Zum Inhalt der Buchvorlage

Der Roman von Philip José Farmer erzählt die Abenteuer des britischen Forschungsreisenden Sir Richard Burton, der im Jahr 1890 in Triest einer Herzattacke erlag. Zeit seines Lebens glaubte er nicht an ein Leben nach dem Tod. Er sollte sich getäuscht haben; denn kurz nach seinem Ableben kommt er in einer Wiederbelebungskapsel in einem Raum fern unserer Erde zu sich und findet sich kurz darauf in einer Flußlandschaft wieder, in der alle Menschen, die seit dem Beginn der Rasse bis zum Ende des 20. Jahrhunderts existiert haben, nach ihrer Wiedererweckung angesiedelt wurden.
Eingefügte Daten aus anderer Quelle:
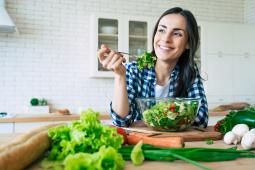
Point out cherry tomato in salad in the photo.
[169,103,175,112]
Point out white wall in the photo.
[0,0,249,113]
[244,0,255,23]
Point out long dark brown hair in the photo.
[152,7,200,97]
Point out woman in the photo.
[98,7,208,127]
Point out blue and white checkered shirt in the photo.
[110,62,208,127]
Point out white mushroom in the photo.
[232,124,249,138]
[250,128,255,133]
[241,132,255,149]
[223,131,239,145]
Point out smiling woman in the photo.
[98,7,208,127]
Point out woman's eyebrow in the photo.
[159,25,185,32]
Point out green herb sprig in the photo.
[136,52,156,70]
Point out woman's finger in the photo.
[97,44,111,62]
[111,58,124,71]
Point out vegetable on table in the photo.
[48,109,123,160]
[64,146,124,170]
[143,99,199,131]
[136,52,156,70]
[127,133,184,148]
[130,141,144,165]
[214,110,255,134]
[241,131,255,149]
[119,144,255,169]
[206,139,213,145]
[223,131,241,145]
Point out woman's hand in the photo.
[98,44,126,75]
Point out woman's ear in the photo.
[185,43,189,50]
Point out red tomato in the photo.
[110,125,127,144]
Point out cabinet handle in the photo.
[244,53,250,58]
[218,51,222,58]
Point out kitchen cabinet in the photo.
[201,22,255,108]
[232,54,255,95]
[14,121,69,133]
[89,14,155,78]
[0,123,14,134]
[208,116,225,126]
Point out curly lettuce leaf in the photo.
[64,146,125,170]
[48,109,123,160]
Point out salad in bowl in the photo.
[136,98,200,131]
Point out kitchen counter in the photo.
[0,111,228,123]
[0,113,110,123]
[0,134,255,170]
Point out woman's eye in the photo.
[158,29,165,32]
[174,32,182,37]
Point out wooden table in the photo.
[0,134,255,170]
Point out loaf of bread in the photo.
[0,123,64,170]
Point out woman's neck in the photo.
[155,61,176,86]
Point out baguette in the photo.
[0,123,65,152]
[0,130,50,170]
[0,123,65,170]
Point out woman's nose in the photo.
[162,33,173,43]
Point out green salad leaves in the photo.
[48,109,124,170]
[143,100,199,131]
[64,146,124,170]
[136,52,156,70]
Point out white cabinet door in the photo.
[0,123,13,134]
[234,95,255,105]
[204,53,233,95]
[203,23,233,54]
[90,14,154,78]
[233,24,255,55]
[233,55,255,95]
[14,121,69,133]
[206,95,234,109]
[89,14,124,77]
[208,116,225,126]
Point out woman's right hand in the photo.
[98,44,126,75]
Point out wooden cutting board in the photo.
[124,126,222,142]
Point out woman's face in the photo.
[153,14,188,62]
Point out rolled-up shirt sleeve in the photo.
[110,63,138,127]
[188,75,208,128]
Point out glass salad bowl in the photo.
[136,98,200,131]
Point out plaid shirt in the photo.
[110,62,208,127]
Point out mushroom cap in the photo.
[232,124,249,138]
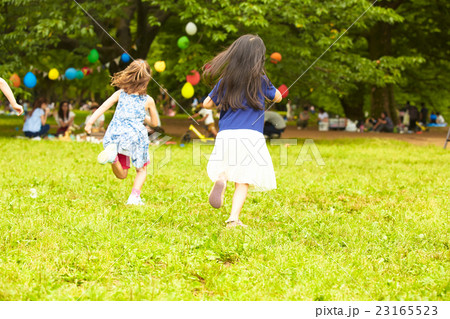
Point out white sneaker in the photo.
[97,144,117,164]
[127,194,144,205]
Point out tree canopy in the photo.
[0,0,450,118]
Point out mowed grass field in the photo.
[0,138,450,300]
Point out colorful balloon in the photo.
[75,70,84,80]
[88,49,99,63]
[120,53,131,63]
[154,61,166,73]
[186,70,200,85]
[23,72,37,89]
[48,68,59,80]
[186,22,197,35]
[9,73,21,88]
[270,52,281,64]
[278,84,289,99]
[181,82,194,99]
[81,66,92,76]
[65,68,77,80]
[177,35,189,50]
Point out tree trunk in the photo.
[367,0,404,123]
[340,83,366,121]
[369,22,397,123]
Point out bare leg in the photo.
[111,161,128,179]
[133,166,147,191]
[228,183,248,221]
[209,173,227,208]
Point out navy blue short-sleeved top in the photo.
[208,77,277,133]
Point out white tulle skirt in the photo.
[207,130,277,191]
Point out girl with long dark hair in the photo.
[203,34,282,227]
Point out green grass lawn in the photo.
[0,138,450,300]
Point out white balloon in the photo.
[186,22,197,35]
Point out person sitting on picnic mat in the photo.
[373,112,394,133]
[192,103,217,137]
[263,111,286,138]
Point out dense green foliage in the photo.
[0,0,450,117]
[0,139,450,300]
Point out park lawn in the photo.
[0,138,450,300]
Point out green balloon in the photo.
[76,70,84,80]
[88,49,99,63]
[177,36,189,50]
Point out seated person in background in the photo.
[430,112,437,124]
[297,106,309,130]
[373,112,394,133]
[23,98,50,137]
[263,111,286,138]
[192,103,217,137]
[318,107,328,123]
[55,101,75,136]
[436,112,445,124]
[86,102,105,133]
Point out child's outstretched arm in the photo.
[203,96,216,109]
[84,90,121,134]
[144,97,159,127]
[0,78,23,115]
[273,89,283,103]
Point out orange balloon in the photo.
[9,73,21,88]
[270,52,281,64]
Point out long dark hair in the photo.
[203,34,268,111]
[111,59,152,95]
[58,101,70,121]
[30,97,47,117]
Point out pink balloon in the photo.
[278,84,289,99]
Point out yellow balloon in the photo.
[48,69,59,80]
[181,82,194,99]
[154,61,166,73]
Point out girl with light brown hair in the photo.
[85,60,158,205]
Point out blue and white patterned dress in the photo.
[103,91,149,168]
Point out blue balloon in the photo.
[23,72,37,89]
[121,53,131,63]
[65,68,77,80]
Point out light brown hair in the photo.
[111,59,152,95]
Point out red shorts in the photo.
[117,154,150,169]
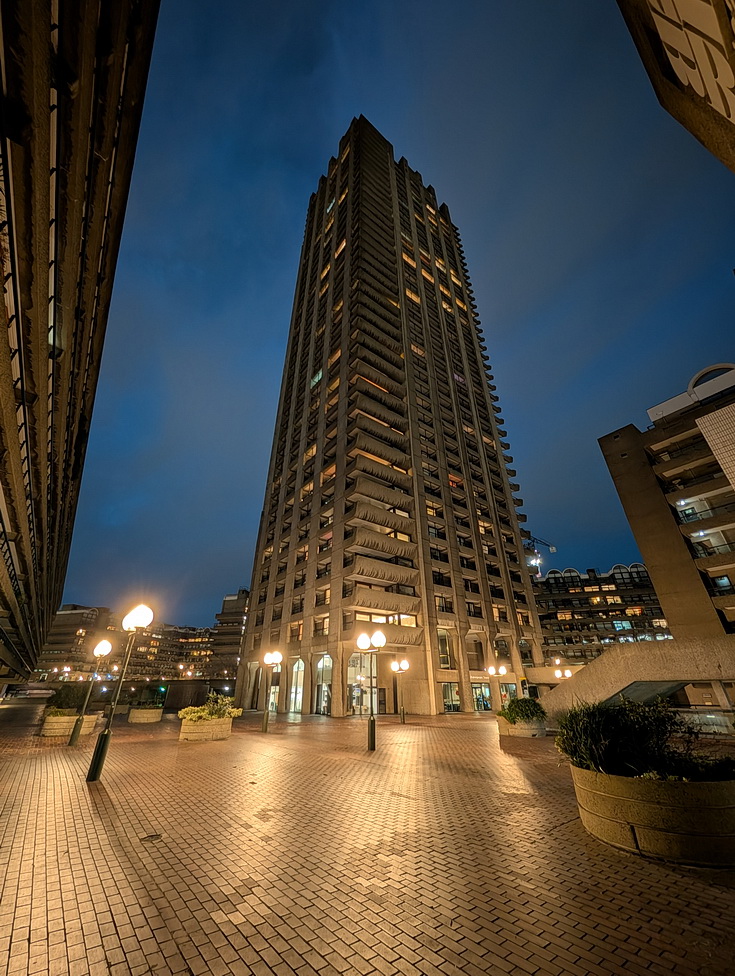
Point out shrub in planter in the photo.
[178,692,242,742]
[498,698,546,738]
[556,698,735,866]
[128,702,163,725]
[46,681,87,709]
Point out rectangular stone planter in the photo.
[179,718,232,742]
[571,766,735,867]
[128,705,163,725]
[498,715,546,739]
[40,712,99,739]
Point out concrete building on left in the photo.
[0,0,159,677]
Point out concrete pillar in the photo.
[330,648,349,718]
[455,630,475,712]
[301,654,316,715]
[711,681,732,712]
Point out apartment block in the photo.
[238,117,543,716]
[600,363,735,640]
[534,563,671,666]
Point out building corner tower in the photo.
[238,117,542,716]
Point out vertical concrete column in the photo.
[331,648,349,718]
[455,627,475,712]
[277,656,294,712]
[711,681,732,712]
[301,654,316,715]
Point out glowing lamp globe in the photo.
[122,603,153,631]
[92,641,112,657]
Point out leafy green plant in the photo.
[178,691,242,722]
[498,698,546,725]
[554,696,735,780]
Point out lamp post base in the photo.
[87,729,112,783]
[67,713,84,746]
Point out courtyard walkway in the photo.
[0,700,735,976]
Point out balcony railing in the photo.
[693,542,735,559]
[676,502,735,523]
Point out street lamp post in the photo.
[261,651,283,732]
[357,630,386,752]
[67,641,112,746]
[87,603,153,783]
[390,658,411,725]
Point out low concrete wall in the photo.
[541,635,735,715]
[498,715,546,739]
[571,766,735,867]
[128,706,163,725]
[40,712,99,739]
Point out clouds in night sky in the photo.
[65,0,735,624]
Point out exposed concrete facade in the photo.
[618,0,735,171]
[600,364,735,640]
[542,636,735,715]
[207,587,249,681]
[238,118,542,716]
[534,563,671,668]
[0,0,158,675]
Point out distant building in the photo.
[34,603,116,680]
[0,0,158,677]
[600,363,735,640]
[208,587,249,680]
[618,0,735,170]
[238,117,542,716]
[132,623,213,680]
[534,563,671,665]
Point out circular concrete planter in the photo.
[571,766,735,867]
[179,718,232,742]
[128,705,163,725]
[40,711,99,739]
[498,715,546,739]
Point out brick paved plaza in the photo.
[0,701,735,976]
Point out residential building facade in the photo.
[534,563,671,667]
[208,587,249,681]
[618,0,735,171]
[0,0,158,677]
[238,117,543,716]
[34,603,113,681]
[600,363,735,640]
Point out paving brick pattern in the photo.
[0,702,735,976]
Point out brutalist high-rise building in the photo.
[238,117,542,716]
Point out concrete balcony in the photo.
[350,586,421,613]
[342,620,424,653]
[346,501,416,536]
[345,477,414,516]
[345,553,419,586]
[347,454,413,491]
[345,525,417,559]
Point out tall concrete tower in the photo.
[238,117,541,716]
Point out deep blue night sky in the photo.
[65,0,735,625]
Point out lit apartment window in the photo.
[314,617,329,637]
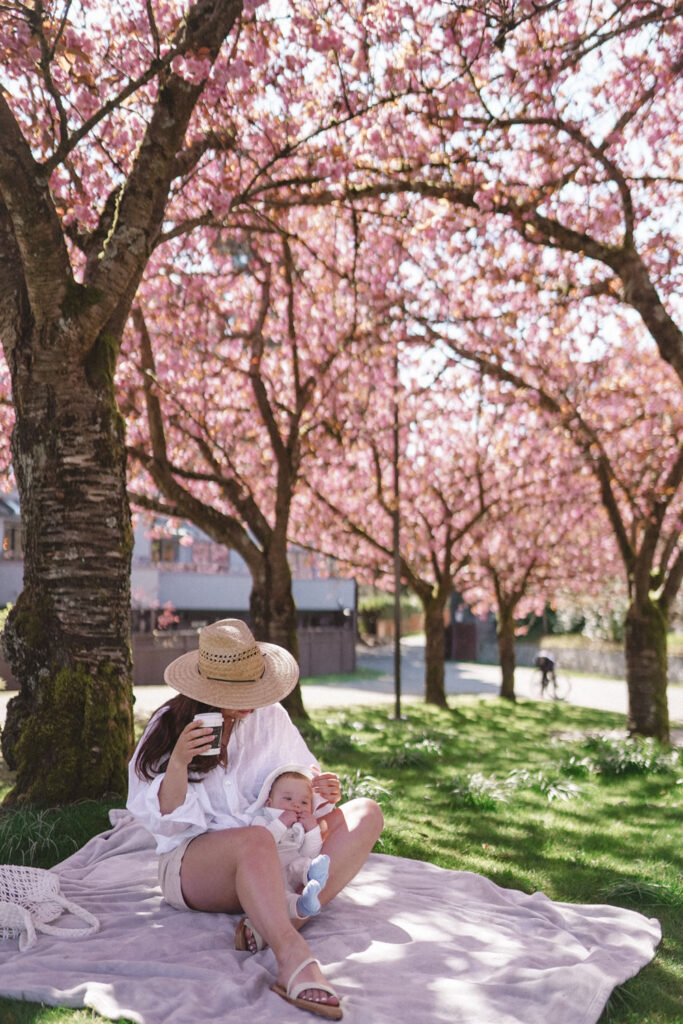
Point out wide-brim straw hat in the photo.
[164,618,299,711]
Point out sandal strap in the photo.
[287,956,339,1006]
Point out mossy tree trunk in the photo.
[249,544,307,718]
[422,590,449,708]
[2,317,133,804]
[0,0,242,803]
[624,595,670,743]
[496,604,516,700]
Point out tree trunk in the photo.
[2,328,133,804]
[423,600,449,708]
[496,606,515,700]
[625,597,670,743]
[249,546,308,719]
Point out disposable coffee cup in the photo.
[193,711,223,758]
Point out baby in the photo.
[251,769,330,919]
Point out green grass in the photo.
[0,697,683,1024]
[301,669,383,684]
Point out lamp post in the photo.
[393,344,401,719]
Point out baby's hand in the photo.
[310,765,341,804]
[299,811,317,831]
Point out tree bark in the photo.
[422,599,449,708]
[496,603,515,700]
[249,550,308,719]
[625,597,670,743]
[0,0,242,804]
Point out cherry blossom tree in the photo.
[0,0,242,801]
[460,403,615,700]
[296,342,507,708]
[120,211,369,717]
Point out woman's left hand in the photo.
[311,766,341,804]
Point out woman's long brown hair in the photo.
[135,693,220,782]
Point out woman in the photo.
[127,618,382,1020]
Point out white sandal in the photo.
[270,956,344,1021]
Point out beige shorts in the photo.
[159,836,195,910]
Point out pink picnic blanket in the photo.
[0,811,660,1024]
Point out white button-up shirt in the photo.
[126,703,332,854]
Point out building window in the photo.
[152,537,180,563]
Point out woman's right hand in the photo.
[171,721,212,768]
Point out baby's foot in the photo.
[308,853,330,889]
[297,879,323,918]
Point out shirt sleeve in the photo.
[126,719,211,853]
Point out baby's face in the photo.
[267,778,313,814]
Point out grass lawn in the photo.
[0,697,683,1024]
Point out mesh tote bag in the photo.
[0,864,99,952]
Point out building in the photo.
[0,496,357,685]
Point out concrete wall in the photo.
[0,628,355,690]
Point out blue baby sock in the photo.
[308,853,330,889]
[297,879,323,918]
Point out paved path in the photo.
[0,637,683,742]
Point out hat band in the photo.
[197,665,265,683]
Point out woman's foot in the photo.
[273,954,342,1020]
[234,918,266,953]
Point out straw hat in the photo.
[164,618,299,711]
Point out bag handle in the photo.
[35,893,99,939]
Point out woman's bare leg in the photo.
[180,825,338,1005]
[318,799,384,906]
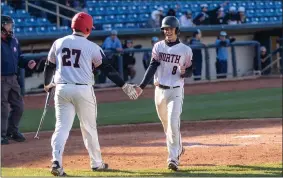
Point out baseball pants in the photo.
[51,84,103,168]
[155,86,184,163]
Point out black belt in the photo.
[158,84,180,90]
[57,83,87,85]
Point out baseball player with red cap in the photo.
[44,12,138,176]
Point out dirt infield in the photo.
[2,119,282,169]
[2,78,282,169]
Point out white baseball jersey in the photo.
[152,40,193,87]
[47,34,104,85]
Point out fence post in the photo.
[204,46,210,80]
[25,0,28,12]
[256,43,262,71]
[56,5,60,28]
[118,54,124,80]
[232,44,238,77]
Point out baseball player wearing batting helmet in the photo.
[138,16,193,171]
[44,12,138,176]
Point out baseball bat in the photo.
[34,87,54,139]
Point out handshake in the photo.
[122,83,143,100]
Burton gibt sich mit der bloßen Tatsache seiner Wiedergeburt nicht zufrieden. Er will herausfinden, wer ihn um seinen Tod betrogen hat und wer mit der menschlichen Rasse diese Posse treibt. Zusammen mit einer gemischten Gruppe von Gleichgesinnten, darunter beispielsweise eine ehrenwerte Lady ebenso wie ein frühmenschlicher Kannibale (später schließt sich sogar Hermann Göring der Expedition an), macht er sich auf den Weg, um der Sache auf den Grund zu gehen. Eine gigantische, fast unlösbare Aufgabe angesichts der primitiven Mittel, die der Gruppe zur Verfügung stehen und vor allem hinsichtlich der überwältigenden Probleme sozialer und politischer Art.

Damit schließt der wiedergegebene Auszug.